Dynamic modeling of MR dampers based on quasi–static model and Magic Formula hysteresis multiplier

Abstract

In this research, a novel parametric dynamic model based on quasi-static (QS) model and a Magic Formula hysteresis multiplier, called QSMF model, is investigated to predict accurately and more meaningfully explain the hysteresis behavior of magnetorheological (MR) dampers. The proposed hysteresis model consists of a quasi–static (QS) component inherited from the QS model and a hysteresis multiplier improved from the Magic Formula (MF) operator [1]. The QS mechanical parameters reflect the physical nature while the MF ones characterize the practical nonlinear dynamic responses of MR dampers.

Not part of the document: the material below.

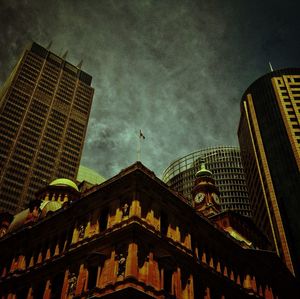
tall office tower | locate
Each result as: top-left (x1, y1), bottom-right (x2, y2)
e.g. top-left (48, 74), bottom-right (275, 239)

This combination enables the model to be flexibly applicable for both design based on quasi-static model and dynamic modeling of MR dampers. In the MF hysteresis component, the original MF model is modified in order to describe MR dampers with high asymmetric hysteresis behavior since each hysteresis branch can be simulated separately. Besides the physical meanings of the parameters, the favorable approach is another advantage of the QSMF model as it contains no differential equation. In addition, the QS parameters can be identified independently via QS experiments. To broaden applicability, the proposed model is formulated for two general operating modes of MR dampers, i.e., shear mode and flow mode. Performances of the model under different excitation conditions are then analyzed and compared with those of the Spencer’s phenomenological model [2] and Pan’s model [3].